Monday, February 20, 2012

Global Extinction: Gradual Doom as Bad as Abrupt

According to the National Science Foundation (NSF), "the deadliest mass extinction of all took a long time to kill 90 percent of Earth's marine life--and it killed in stages."  What does this mean? According to the authors of a new report, "it shows that mass extinctions need not be sudden events."

In a period called "The Great Dying" that occurred about 250 million years ago, around 90% of all living species disappeared, that is, they went extinct.  The authors of a new study published in the Geological Society of America Bulletin show a strong likelihood that this huge mass extinction was at least in part due to massive volcanic eruptions in Siberia.  Still, the authors note that this process "phased in over hundreds of thousands of years."

"The world revealed by their research is a devastated landscape, barren of vegetation and scarred by erosion from showers of acid rain, huge "dead zones" in the oceans, and runaway greenhouse warming leading to sizzling temperatures."

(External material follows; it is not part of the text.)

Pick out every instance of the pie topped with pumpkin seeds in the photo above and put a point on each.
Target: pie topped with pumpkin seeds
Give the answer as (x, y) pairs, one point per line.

So what caused the changes that led to the extinction of most of life on Earth?  According to the researchers, volcanic lava flowing "through a large coal deposit...released lots of methane when it burned through the coal. Methane is 30 times more effective as a greenhouse gas than carbon dioxide."  And that set the stage for a massive greenhouse effect that overwhelmed the natural balance.  According to researcher Thomas Algeo:

"We're not sure how long the greenhouse effect lasted, but it seems to have been tens or hundreds of thousands of years."